As described above, the time arrangement means 6 determines the time arrangement of the voltage vectors in the _Ts1 period and the _Ts2 period. For example, for the quadrant I, in the period T _s1 , v ₀ (1 unit) → v ₂ (1 unit) → v ₁ (1 unit) → v ₇ (1 unit) → v ₁ (1 unit) ) → v ₂ (1 unit) → v ₀ (1 unit) In the T _s2 period, v ₂ (1 unit) → v ₇ (2 units) → v ₁ (2 units) → v ₀ (2 units) → v ₂ (1 unit) The voltage vector array and its duration (unit time) are determined as _follows, and the total unit time of each of v ₂ , v ₁ and v ₀ , v ₇ is T _s1 and T _s2 . In the period, it is determined that Σtv ₂ = 2 units Σtv ₁ = 2 units Σtv _0,7 = 4 units, and these signals are sent to the switching mode selection means 7.

The selecting means 7 calculates the absolute value of each unit time from the following equation based on the signals from the time allocating means 5 and the time arranging means 6.

v ₁ unit time = a / total unit time v ₂ unit time = b / total unit time v _0,7 unit time = c / total unit time Based on the unit time absolute value, the time array The duration of the voltage vector is sequentially set in the timer according to the number of unit times, and the time arrangement of the voltage vector and its duration are controlled as shown in FIG. 7 (a). The relationship between the voltage vector and the switching mode is as shown in FIG. 8, and the ON / OFF state of each element of the inverter is controlled in accordance with the relationship.

The ratio of the sum of the respective durations of v ₀ , v _{n + 1} , v _n , and v ₇ is determined according to v ^*, and if v ^* is the same, it is constant in each period. That is, the fundamental wave component of the inverter output voltage is controlled according to v ^*, and does not fluctuate according to the periods of T _s1 and T _s2 . Therefore, even if the switching mode is changed as described above, no control problem occurs.
In this embodiment, each period is reported back as a set of the _Ts1 period and the _Ts2 period. However, each period is not limited to two types, and a plurality may be generally used. Further, the time of each period may be different. In this case, the frequency of the excitation force also changes, the noise changes to a soft sound, and the magnetic sound is reduced.

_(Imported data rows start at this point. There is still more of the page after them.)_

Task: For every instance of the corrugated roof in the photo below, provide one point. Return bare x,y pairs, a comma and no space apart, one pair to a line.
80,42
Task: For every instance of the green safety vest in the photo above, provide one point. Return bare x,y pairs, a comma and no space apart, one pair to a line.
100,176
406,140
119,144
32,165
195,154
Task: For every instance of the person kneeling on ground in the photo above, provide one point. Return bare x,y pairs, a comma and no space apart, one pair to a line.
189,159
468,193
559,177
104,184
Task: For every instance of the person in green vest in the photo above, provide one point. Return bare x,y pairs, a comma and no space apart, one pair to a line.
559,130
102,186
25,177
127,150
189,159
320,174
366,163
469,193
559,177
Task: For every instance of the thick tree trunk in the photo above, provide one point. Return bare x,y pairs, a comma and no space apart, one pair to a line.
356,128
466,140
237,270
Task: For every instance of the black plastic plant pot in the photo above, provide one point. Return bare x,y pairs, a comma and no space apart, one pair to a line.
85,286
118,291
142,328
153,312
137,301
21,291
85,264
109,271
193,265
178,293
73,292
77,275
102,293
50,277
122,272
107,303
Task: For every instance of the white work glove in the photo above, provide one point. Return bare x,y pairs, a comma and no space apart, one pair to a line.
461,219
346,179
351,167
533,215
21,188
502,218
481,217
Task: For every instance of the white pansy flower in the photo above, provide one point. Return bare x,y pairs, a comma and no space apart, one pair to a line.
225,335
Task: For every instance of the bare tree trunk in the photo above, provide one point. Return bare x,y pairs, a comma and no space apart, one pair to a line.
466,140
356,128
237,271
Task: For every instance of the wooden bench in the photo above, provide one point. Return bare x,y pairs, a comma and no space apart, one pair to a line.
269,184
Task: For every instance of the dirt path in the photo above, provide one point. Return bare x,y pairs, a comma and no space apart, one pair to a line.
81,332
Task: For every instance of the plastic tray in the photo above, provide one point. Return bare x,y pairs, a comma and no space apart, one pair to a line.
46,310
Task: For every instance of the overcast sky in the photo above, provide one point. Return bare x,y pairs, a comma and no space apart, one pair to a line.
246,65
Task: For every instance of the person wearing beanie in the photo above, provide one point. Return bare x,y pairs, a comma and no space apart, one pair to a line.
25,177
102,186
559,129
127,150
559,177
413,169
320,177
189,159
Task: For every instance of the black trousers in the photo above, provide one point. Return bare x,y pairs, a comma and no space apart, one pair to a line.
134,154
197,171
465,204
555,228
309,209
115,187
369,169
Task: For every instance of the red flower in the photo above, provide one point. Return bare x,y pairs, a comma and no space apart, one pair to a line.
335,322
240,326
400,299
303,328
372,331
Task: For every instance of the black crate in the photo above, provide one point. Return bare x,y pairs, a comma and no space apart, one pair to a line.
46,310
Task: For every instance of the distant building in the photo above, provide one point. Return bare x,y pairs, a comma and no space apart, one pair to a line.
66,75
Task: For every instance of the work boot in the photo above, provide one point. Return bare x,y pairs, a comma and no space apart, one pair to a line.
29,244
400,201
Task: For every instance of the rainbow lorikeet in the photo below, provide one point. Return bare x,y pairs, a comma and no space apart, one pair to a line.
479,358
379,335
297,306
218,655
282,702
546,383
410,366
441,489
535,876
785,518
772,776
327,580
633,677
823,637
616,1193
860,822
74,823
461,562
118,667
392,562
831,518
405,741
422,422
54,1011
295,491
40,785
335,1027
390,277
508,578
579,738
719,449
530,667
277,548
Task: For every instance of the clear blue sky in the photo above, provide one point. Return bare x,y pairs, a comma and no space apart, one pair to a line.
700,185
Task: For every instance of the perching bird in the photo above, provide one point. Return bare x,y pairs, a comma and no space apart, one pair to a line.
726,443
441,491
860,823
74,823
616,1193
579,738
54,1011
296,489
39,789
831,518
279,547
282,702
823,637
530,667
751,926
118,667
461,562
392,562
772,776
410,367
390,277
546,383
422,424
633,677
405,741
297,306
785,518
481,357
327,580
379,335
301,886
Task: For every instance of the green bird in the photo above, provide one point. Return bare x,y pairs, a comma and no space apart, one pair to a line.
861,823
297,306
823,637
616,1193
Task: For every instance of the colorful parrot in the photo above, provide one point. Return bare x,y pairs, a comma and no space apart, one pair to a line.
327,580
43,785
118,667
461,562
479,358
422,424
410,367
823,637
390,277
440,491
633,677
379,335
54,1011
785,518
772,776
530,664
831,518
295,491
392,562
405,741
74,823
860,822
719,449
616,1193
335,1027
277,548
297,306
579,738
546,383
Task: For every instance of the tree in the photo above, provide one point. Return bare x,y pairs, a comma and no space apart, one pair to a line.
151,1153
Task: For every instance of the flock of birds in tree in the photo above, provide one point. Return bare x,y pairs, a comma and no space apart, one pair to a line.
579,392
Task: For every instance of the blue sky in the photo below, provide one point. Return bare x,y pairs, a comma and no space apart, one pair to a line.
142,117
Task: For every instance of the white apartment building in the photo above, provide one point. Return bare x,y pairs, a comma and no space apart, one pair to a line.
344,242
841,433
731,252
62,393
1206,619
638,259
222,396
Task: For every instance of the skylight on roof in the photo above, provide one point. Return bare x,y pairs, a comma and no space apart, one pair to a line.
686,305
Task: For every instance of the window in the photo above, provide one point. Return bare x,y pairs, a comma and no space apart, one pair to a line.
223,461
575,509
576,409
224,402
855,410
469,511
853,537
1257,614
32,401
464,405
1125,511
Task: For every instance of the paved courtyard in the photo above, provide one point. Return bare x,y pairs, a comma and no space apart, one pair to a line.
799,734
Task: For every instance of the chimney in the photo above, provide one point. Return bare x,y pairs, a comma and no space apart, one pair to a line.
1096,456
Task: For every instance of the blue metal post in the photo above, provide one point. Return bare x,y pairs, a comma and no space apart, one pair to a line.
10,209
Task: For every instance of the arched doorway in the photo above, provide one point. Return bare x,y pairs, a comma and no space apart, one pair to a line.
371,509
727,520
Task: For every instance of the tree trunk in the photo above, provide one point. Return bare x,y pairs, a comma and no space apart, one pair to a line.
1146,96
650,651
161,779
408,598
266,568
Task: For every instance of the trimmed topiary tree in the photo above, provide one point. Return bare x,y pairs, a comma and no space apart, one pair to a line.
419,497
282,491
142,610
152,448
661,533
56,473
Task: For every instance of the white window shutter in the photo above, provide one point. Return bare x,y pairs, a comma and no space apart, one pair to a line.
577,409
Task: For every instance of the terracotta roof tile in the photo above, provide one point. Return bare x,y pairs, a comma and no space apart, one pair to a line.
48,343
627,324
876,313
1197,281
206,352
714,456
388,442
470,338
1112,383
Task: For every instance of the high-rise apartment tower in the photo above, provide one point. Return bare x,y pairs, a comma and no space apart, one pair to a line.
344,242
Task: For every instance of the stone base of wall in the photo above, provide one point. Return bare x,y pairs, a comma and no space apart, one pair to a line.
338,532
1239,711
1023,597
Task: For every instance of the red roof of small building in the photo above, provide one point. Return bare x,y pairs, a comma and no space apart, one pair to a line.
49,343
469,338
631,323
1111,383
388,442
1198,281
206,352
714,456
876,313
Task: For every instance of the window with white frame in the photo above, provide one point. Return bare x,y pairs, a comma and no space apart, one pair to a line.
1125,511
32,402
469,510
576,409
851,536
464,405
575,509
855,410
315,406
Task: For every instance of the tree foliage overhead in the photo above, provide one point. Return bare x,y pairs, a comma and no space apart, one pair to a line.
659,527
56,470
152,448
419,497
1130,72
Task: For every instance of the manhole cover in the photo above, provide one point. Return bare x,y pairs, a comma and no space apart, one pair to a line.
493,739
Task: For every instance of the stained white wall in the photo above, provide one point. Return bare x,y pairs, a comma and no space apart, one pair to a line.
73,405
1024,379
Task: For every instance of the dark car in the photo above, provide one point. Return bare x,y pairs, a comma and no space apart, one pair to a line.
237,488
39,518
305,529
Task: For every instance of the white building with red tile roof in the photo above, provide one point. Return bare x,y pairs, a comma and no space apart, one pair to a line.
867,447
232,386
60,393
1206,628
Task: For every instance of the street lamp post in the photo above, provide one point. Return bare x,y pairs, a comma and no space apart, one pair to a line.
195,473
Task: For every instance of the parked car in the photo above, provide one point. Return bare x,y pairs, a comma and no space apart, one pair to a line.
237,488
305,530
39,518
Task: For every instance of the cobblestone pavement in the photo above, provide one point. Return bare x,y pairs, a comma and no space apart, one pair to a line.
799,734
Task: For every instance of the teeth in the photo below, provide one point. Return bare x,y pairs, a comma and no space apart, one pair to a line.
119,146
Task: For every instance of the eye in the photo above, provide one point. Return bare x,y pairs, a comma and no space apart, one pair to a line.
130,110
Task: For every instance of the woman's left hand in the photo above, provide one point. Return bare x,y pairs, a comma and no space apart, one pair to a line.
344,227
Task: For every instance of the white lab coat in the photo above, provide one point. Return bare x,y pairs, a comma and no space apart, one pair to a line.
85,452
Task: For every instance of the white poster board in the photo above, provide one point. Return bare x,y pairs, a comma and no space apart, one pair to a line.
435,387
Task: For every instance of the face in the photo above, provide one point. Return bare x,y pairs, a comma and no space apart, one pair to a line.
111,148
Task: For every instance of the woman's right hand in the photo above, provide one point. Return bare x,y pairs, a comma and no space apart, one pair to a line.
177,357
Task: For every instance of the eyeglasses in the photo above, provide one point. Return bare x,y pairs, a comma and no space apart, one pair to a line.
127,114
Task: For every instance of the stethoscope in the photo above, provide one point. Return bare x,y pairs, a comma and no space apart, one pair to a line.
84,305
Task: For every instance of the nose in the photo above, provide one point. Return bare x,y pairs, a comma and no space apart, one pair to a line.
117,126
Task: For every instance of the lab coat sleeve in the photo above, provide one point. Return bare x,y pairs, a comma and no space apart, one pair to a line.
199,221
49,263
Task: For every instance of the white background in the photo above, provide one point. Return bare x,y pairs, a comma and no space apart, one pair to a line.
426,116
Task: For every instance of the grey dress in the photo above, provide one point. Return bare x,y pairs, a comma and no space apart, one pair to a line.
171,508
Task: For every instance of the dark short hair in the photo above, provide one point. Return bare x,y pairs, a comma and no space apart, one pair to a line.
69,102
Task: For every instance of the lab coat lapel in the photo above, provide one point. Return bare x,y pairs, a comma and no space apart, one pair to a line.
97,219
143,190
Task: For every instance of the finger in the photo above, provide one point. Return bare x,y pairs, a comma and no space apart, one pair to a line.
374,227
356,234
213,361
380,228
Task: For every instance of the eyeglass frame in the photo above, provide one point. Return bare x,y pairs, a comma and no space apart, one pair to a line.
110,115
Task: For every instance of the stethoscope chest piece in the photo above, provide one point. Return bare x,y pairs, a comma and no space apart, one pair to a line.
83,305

As described above, according to the present invention, there is an effect that the magnetic noise of the PWM control inverter drive motor can be reduced and mitigated.

[Effects of the Invention] According to the present invention, the switching mode in the PWM inverter is changed at predetermined intervals for the time arrangement or duration within the predetermined period, so that the phase of the harmonic current always changes. Thus, the magnetic noise can be reduced or reduced.

[Brief description of the drawings]

FIG. 1 is a circuit diagram of an embodiment of the present invention, and FIG.
FIG. 10 is an explanatory diagram of the operation. 1... Inverter, 2... Voltage vector quadrant discriminating means,
5 ... voltage vector time distribution means, 6 ... voltage vector time arrangement means, 7 ... switching mode selection means.

──────────────────────────────────────────────────続 き Continuation of front page (56) References JP-A-61-203869 (JP, A) JP-A-64-69266 (JP, A) JP-A-2-202396 (JP, A) (58) Field (Int.Cl. ⁶ , DB name) H02M 7/42-7/98 H02P 7/63

Claims (2)

(57) [Claims] In an inverter PWM control method in which an output voltage is controlled by pulse width modulation control, a time arrangement or a duration of a switching mode of an inverter selected according to an output voltage is changed at predetermined intervals. Inverter PWM control method characterized by the following. 2. An inverter for outputting a voltage when a switching element is turned on and off, and a switching mode is selected according to an output voltage of the inverter, and the switching element is turned on and off according to the selected switching mode. A PWM inverter comprising: means for turning off; and means for changing the time arrangement or duration of the switching mode at predetermined intervals.